When do you hire? When you need it.
But know this: your first hires will probably be hit or miss — Swiss army knives often break in battle, yet broadswords are rubbish at opening wine. Knowing which one to hire when is far more art than science.
At the early stage, you’ll be broadly looking at three types of teams, with all very different types of people, and different needs.
Ops/People who can take on the random hats you’ve been wearing up until now. The common denominator: you want people who are comfortable with ambiguity. But also, you want people you can trust. This is very hard, and it changes a lot. So the more you can find people from a background you understand, and the more you can specify what their role will be, the more likely you’ll get the person you want.
Where to find staff
Tap into your network: Referrals are the best start. Investors, advisors, mentors: They can introduce you to potential candidates or refer you to their own networks. If they’re well known, leverage their reputation and connections to establish credibility with potential employees. But be careful: I strongly recommend establishing salary expectations upfront. Employee referral programs: This has been how I’ve found most of my staff. Build in public: Get that voice out there, and people are more likely to come to you. Alumni networks and universities: Engage with your own alma mater or other universities' alumni networks. Reach out to professors, career centres, or alumni associations to identify potential candidates who are interested in joining early-stage startups. Internships are also excellent talent pipelines. You never know who will dazzle you. Engage with startup communities: At least you know people are interested.
The next thing you need to remember is that the best hire is different at different stages. Given this is a guide for early-stage folk, right now you probably want to maximise for breadth rather than depth. Get the Swiss Army knife. But remember, they will possibly hit limits when you grow, and that is your fault, not theirs. Different times need different types. You will need to help people adapt.
Claire Hughes Johnson called this “scaling to the call”—meaning that as a company grows, the individuals within it are called to lead in larger and more complex roles. Even if a person’s job hasn’t changed, the scope of it has, and the individual must ‘scale to the call’ to maintain their performance and produce results.
This sounds great. For the founder, it’s not always so good — because it is hard to put yourself in the shoes of the person who has just had their job changed on them again. My line is that if you scale, expect them to call ... you out. That’s a good thing when people do. Always better to have the bullets coming from the front rather than the back. And more importantly, it reminds you that with people, we as founders can always do better.
Assessing candidates
Ok, you’ve got folk from your list above. What next? Start with the basics — make a job description you’re happy with. Usefully, LLMs are excellent at writing these. Just plug in some basic biographical information about your company and your answers to the following questions:
What is the work to be done? How much are we willing to pay for that? What does “great 🤩” look like? How will we assess people against that benchmark? Then put in salary and where you want them to work, and you’re ready to go.
How to see if they are good at their job or not is a much harder question. (Note: I will dwell on the tech answer to this with more detail in the next chapter because it is a bit different).
For me, what I look for is some sort of outperformance on something (ie: given X, you seem much better at Y than I would expect). The other thing I look for is that people are broad — ie, they’ve been able to jump around different things.
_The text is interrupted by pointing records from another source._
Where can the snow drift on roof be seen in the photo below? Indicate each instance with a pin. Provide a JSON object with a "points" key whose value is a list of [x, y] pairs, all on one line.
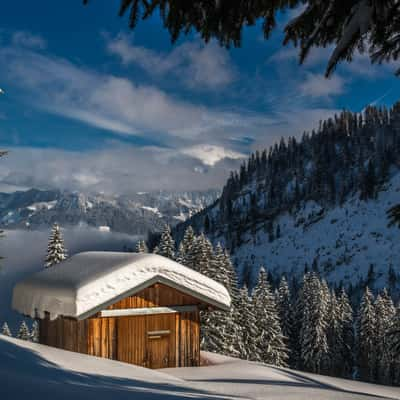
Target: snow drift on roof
{"points": [[90, 281]]}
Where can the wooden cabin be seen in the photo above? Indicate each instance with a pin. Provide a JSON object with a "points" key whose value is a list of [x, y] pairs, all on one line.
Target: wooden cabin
{"points": [[141, 309]]}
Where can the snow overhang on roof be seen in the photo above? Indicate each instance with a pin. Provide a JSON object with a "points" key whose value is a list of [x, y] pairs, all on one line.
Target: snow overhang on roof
{"points": [[88, 282]]}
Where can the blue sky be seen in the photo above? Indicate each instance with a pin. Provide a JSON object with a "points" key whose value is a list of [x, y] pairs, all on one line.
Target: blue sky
{"points": [[91, 105]]}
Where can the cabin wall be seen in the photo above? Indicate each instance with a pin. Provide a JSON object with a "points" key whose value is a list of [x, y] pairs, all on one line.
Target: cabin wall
{"points": [[153, 341]]}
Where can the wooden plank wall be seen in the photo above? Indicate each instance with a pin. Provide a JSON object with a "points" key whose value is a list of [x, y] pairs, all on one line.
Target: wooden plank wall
{"points": [[64, 333], [126, 338]]}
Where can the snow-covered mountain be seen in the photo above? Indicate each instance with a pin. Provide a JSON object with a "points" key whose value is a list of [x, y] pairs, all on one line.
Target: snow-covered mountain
{"points": [[320, 203], [137, 214]]}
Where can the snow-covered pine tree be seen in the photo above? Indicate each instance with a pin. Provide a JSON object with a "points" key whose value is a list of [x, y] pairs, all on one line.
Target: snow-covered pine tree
{"points": [[345, 355], [187, 247], [5, 330], [141, 247], [233, 329], [56, 251], [202, 254], [180, 254], [166, 247], [385, 313], [23, 332], [393, 349], [314, 324], [284, 306], [340, 336], [269, 338], [366, 337], [34, 336], [214, 323], [248, 346]]}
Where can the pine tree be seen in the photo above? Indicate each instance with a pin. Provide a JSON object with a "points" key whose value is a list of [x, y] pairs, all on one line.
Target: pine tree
{"points": [[187, 247], [166, 247], [270, 340], [285, 309], [34, 336], [248, 346], [5, 330], [233, 328], [23, 332], [56, 251], [180, 254], [385, 313], [214, 323], [366, 337], [345, 356], [202, 255], [141, 247], [393, 349], [314, 323]]}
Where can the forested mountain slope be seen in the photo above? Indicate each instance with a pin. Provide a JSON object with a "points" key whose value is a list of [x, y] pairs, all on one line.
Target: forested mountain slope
{"points": [[320, 202]]}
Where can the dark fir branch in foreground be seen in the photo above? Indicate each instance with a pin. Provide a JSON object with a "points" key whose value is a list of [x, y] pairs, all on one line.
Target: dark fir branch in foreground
{"points": [[351, 26]]}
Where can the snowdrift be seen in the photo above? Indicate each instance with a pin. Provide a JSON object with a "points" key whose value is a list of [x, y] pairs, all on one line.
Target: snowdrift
{"points": [[32, 371]]}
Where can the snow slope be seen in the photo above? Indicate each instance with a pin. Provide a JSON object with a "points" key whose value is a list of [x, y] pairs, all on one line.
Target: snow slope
{"points": [[344, 240], [32, 371]]}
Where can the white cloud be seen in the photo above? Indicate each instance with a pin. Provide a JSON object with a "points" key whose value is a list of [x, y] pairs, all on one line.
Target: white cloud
{"points": [[316, 85], [199, 66], [210, 154], [109, 102], [118, 169], [27, 39]]}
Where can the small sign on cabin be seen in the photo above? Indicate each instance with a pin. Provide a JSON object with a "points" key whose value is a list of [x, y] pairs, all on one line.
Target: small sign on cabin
{"points": [[142, 309]]}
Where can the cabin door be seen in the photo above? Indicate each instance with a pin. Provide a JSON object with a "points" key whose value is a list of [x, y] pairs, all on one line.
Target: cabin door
{"points": [[161, 346]]}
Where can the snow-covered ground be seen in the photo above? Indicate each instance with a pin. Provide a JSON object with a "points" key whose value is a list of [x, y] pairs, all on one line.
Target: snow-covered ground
{"points": [[32, 371]]}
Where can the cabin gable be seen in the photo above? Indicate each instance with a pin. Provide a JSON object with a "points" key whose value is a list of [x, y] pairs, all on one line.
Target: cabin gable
{"points": [[154, 340]]}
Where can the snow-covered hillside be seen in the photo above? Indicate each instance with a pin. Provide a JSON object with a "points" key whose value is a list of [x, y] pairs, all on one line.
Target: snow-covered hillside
{"points": [[343, 241], [32, 371], [320, 202], [136, 214]]}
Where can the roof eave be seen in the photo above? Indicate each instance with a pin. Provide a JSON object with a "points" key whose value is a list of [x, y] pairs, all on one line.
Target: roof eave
{"points": [[150, 282]]}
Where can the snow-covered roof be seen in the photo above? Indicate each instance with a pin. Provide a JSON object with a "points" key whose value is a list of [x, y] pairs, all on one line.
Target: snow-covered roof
{"points": [[88, 282]]}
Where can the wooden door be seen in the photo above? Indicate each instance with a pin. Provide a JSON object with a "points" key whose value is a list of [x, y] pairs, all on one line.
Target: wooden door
{"points": [[160, 341], [158, 352]]}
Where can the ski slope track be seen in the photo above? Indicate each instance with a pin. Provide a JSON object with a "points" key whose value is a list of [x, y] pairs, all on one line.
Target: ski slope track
{"points": [[33, 371]]}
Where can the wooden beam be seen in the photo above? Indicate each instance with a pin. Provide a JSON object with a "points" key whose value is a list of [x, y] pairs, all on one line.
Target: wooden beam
{"points": [[146, 311]]}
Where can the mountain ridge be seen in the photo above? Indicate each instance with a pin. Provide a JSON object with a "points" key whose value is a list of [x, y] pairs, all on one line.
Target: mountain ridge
{"points": [[278, 210]]}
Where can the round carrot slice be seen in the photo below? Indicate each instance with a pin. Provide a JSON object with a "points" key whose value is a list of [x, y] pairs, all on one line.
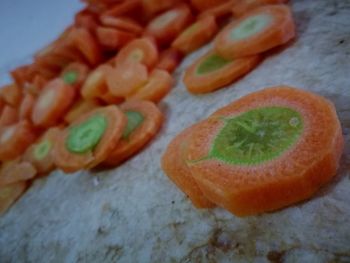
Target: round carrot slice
{"points": [[211, 72], [40, 154], [175, 167], [53, 102], [142, 50], [143, 122], [267, 150], [125, 79], [14, 139], [165, 27], [257, 31], [90, 139], [196, 35], [9, 194], [158, 86]]}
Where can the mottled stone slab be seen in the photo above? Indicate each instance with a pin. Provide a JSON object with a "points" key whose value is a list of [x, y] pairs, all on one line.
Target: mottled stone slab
{"points": [[135, 214]]}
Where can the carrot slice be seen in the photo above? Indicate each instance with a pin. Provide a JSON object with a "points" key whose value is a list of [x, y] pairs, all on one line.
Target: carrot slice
{"points": [[40, 154], [79, 108], [142, 50], [9, 194], [169, 59], [26, 107], [144, 120], [257, 31], [112, 39], [211, 72], [165, 27], [15, 138], [90, 139], [157, 87], [125, 79], [175, 167], [196, 35], [243, 6], [52, 103], [15, 171], [267, 150]]}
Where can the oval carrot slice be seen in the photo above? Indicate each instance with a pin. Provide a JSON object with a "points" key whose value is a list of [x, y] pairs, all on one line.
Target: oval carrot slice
{"points": [[257, 31], [90, 139], [175, 167], [9, 194], [267, 150], [39, 154], [16, 171], [15, 138], [165, 27], [52, 104], [211, 72], [144, 120], [196, 35], [142, 50], [157, 87], [125, 79]]}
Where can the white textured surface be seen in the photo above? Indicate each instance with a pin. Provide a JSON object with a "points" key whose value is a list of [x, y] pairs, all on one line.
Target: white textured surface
{"points": [[135, 214]]}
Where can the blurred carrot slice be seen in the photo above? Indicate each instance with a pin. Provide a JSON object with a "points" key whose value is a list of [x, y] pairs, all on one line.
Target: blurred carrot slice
{"points": [[142, 50], [125, 79], [39, 154], [144, 120], [174, 165], [257, 31], [90, 139], [169, 59], [53, 102], [9, 194], [15, 138], [166, 26], [211, 72], [157, 87], [15, 171]]}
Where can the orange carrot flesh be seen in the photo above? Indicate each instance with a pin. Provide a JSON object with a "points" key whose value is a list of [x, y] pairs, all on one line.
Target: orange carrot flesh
{"points": [[257, 31], [9, 194], [196, 35], [142, 50], [53, 102], [15, 138], [39, 154], [144, 122], [267, 150], [90, 139], [157, 87], [211, 72], [175, 167]]}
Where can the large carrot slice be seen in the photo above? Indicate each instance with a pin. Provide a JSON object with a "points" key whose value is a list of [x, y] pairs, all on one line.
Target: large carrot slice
{"points": [[15, 138], [165, 27], [40, 154], [144, 120], [15, 171], [211, 72], [90, 139], [9, 194], [52, 103], [125, 79], [196, 35], [157, 87], [257, 31], [267, 150], [142, 50], [175, 167]]}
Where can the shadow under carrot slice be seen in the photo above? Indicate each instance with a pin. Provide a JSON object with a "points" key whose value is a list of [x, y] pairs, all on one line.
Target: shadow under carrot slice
{"points": [[90, 139], [144, 120]]}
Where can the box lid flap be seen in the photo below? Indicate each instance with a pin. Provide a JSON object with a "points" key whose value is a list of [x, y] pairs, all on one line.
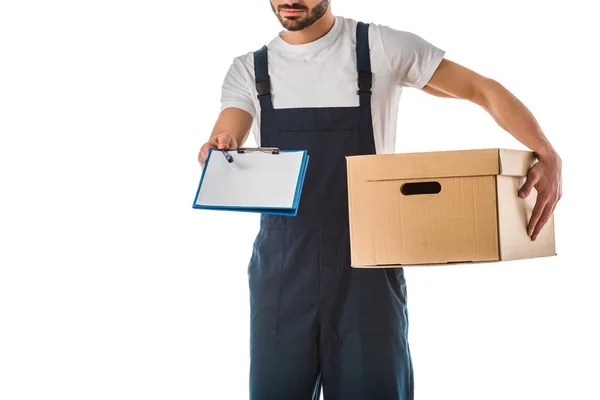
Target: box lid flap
{"points": [[439, 164], [515, 162]]}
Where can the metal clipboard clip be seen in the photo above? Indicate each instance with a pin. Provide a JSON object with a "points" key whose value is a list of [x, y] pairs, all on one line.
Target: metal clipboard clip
{"points": [[272, 150]]}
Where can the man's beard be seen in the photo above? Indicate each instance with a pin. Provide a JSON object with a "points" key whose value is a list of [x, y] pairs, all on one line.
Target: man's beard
{"points": [[299, 23]]}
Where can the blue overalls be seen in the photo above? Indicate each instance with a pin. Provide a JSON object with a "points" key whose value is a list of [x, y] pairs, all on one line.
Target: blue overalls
{"points": [[316, 321]]}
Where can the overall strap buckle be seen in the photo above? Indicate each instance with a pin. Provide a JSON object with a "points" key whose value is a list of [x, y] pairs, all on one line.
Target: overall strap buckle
{"points": [[263, 87]]}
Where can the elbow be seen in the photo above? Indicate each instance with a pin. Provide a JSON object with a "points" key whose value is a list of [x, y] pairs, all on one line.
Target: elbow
{"points": [[485, 91]]}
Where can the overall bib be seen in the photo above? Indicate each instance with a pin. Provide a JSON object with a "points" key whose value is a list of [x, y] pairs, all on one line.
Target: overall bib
{"points": [[316, 321]]}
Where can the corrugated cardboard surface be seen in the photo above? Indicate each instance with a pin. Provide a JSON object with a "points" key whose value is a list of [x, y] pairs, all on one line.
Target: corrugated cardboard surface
{"points": [[513, 215], [457, 224], [477, 216]]}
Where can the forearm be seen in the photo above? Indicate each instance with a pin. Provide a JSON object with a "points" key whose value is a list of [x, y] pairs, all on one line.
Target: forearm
{"points": [[514, 117], [235, 122]]}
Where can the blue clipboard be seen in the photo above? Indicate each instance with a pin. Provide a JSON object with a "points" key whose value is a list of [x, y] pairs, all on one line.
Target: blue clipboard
{"points": [[253, 182]]}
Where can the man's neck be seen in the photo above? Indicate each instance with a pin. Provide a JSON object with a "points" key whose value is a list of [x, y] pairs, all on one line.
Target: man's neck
{"points": [[312, 33]]}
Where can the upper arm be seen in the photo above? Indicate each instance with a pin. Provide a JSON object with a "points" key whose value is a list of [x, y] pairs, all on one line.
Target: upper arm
{"points": [[236, 122], [458, 81], [411, 58]]}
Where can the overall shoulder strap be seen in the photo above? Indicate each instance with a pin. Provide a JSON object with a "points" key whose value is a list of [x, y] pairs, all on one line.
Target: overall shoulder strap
{"points": [[363, 63], [261, 76]]}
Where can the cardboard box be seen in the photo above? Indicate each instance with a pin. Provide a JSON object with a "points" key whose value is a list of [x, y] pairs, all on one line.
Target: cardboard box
{"points": [[442, 207]]}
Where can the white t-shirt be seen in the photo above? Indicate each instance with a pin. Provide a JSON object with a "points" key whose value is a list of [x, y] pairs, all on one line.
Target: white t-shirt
{"points": [[323, 74]]}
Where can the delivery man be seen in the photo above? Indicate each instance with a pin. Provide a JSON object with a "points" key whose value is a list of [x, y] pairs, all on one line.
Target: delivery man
{"points": [[331, 86]]}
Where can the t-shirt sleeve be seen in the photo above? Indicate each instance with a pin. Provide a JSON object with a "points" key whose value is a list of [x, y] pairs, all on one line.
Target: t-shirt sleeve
{"points": [[236, 89], [412, 59]]}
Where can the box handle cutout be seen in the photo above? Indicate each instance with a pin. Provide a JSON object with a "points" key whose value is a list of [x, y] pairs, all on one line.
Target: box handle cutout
{"points": [[410, 189]]}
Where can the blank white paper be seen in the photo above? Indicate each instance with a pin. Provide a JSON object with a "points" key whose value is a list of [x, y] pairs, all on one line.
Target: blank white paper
{"points": [[252, 180]]}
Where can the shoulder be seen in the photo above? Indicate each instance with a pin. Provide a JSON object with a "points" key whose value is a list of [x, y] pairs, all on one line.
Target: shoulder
{"points": [[378, 33]]}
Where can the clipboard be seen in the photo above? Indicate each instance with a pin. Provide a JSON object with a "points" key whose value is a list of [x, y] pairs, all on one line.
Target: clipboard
{"points": [[263, 180]]}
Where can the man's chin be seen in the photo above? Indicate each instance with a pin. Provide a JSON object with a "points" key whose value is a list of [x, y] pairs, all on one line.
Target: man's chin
{"points": [[292, 25]]}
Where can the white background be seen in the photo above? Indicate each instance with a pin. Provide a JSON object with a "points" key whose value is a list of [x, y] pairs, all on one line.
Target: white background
{"points": [[113, 287]]}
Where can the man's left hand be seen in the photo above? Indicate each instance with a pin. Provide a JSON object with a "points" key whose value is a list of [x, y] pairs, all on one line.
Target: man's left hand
{"points": [[545, 177]]}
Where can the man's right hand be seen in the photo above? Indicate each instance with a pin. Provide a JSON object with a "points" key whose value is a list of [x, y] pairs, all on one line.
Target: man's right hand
{"points": [[222, 141]]}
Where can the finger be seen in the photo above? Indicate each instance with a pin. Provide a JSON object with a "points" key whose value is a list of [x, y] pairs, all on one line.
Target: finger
{"points": [[540, 204], [528, 185], [548, 210]]}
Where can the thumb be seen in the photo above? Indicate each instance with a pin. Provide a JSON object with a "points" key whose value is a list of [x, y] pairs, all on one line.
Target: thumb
{"points": [[223, 141], [527, 186]]}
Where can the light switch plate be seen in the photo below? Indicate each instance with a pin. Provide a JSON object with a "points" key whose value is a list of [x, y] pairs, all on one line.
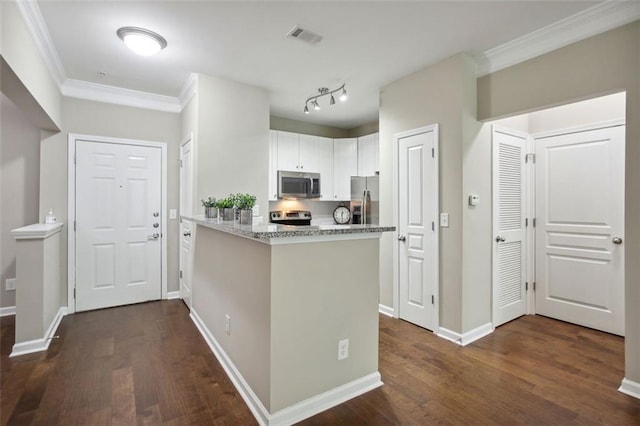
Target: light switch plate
{"points": [[444, 220]]}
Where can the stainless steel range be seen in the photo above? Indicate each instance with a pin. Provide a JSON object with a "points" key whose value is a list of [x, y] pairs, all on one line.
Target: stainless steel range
{"points": [[290, 217]]}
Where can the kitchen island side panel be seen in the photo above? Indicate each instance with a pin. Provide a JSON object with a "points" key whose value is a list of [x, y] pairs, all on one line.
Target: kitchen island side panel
{"points": [[231, 276], [321, 293]]}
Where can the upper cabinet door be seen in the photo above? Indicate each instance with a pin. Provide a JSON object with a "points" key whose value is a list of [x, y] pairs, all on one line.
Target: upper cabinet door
{"points": [[325, 168], [307, 153], [345, 165], [368, 156], [288, 151]]}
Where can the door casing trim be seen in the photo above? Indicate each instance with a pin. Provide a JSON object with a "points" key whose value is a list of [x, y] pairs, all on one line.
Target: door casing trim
{"points": [[71, 208]]}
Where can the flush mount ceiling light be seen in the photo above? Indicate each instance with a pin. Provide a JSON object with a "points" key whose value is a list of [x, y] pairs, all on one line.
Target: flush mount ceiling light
{"points": [[323, 91], [142, 41]]}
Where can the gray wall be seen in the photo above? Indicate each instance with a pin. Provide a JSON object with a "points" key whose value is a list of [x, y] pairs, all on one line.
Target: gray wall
{"points": [[19, 186], [100, 119], [232, 139], [445, 94], [607, 63]]}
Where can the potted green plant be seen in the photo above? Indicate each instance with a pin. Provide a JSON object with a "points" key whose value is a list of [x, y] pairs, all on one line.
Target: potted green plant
{"points": [[210, 207], [244, 204], [226, 205]]}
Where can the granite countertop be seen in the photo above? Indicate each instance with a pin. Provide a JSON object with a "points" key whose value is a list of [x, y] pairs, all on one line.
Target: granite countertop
{"points": [[270, 231]]}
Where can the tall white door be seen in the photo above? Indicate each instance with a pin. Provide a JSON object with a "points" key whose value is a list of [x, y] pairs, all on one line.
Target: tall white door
{"points": [[509, 207], [118, 224], [580, 230], [186, 227], [417, 232]]}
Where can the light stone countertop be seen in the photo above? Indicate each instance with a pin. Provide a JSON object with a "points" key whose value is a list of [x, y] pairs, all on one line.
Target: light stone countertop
{"points": [[283, 234]]}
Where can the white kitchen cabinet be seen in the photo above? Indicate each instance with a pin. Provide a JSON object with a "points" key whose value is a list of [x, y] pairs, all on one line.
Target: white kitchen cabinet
{"points": [[345, 165], [325, 168], [297, 153], [273, 165], [368, 155]]}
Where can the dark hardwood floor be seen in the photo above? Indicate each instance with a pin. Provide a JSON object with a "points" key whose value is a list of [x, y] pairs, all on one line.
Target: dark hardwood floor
{"points": [[147, 364]]}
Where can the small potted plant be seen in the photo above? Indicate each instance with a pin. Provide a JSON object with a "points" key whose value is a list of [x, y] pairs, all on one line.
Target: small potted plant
{"points": [[210, 207], [226, 205], [244, 203]]}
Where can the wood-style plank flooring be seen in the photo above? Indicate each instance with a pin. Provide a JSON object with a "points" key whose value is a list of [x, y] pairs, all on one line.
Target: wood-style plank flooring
{"points": [[147, 364]]}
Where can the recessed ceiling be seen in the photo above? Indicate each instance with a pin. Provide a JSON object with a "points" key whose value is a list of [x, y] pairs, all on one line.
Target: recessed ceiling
{"points": [[366, 45]]}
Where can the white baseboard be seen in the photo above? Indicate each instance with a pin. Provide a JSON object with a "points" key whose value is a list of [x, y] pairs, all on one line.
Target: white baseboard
{"points": [[465, 338], [386, 310], [296, 412], [630, 388], [7, 311], [173, 295], [39, 345]]}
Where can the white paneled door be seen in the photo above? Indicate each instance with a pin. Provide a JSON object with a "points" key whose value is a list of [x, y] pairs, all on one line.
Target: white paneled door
{"points": [[417, 234], [186, 227], [118, 224], [580, 231], [509, 202]]}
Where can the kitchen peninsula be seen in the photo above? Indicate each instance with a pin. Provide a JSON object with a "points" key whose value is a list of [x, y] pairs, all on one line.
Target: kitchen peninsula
{"points": [[279, 305]]}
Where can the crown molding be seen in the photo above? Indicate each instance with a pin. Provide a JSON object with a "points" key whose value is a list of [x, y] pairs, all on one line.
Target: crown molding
{"points": [[590, 22], [119, 96], [36, 25], [189, 89]]}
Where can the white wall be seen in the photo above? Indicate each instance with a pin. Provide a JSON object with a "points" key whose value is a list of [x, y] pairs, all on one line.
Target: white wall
{"points": [[100, 119], [233, 140], [19, 185]]}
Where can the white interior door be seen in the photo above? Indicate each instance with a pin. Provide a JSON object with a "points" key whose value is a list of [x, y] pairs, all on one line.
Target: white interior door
{"points": [[186, 227], [580, 212], [118, 224], [509, 207], [417, 231]]}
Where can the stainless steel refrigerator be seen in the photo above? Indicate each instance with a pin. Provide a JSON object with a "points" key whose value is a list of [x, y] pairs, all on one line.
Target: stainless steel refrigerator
{"points": [[365, 200]]}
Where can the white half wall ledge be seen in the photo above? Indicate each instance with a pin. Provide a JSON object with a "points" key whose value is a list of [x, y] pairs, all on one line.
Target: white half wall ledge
{"points": [[386, 310], [629, 387], [37, 231], [296, 412], [7, 311], [466, 338], [39, 345]]}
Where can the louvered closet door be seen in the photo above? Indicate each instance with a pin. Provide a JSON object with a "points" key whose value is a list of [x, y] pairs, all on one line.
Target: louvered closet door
{"points": [[509, 261]]}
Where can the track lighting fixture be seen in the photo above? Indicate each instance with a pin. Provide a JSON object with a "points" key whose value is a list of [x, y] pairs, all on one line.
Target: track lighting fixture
{"points": [[323, 91]]}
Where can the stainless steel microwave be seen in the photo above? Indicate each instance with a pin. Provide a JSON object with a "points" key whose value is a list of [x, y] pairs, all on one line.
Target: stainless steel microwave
{"points": [[295, 185]]}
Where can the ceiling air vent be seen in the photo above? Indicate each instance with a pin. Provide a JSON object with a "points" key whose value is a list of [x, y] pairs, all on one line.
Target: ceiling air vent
{"points": [[304, 35]]}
Note, as per above, this is all very dependent on the phase of your company. Early stage companies need breadth. As you grow, you’ll need more depth. Knowing when to shift is probably going to be a challenge for latter stages; the exception to this is your tech stack. I will write more on this in the next chapter, I promise!
Interviewing for cultural fit
Ok, so you have a rock star. Now, how will they fit in?
Judging this is much more art than science. But something that helps is not to use the interview process to figure out who you want. Start with a hypothesis (i.e., your job description document, see above).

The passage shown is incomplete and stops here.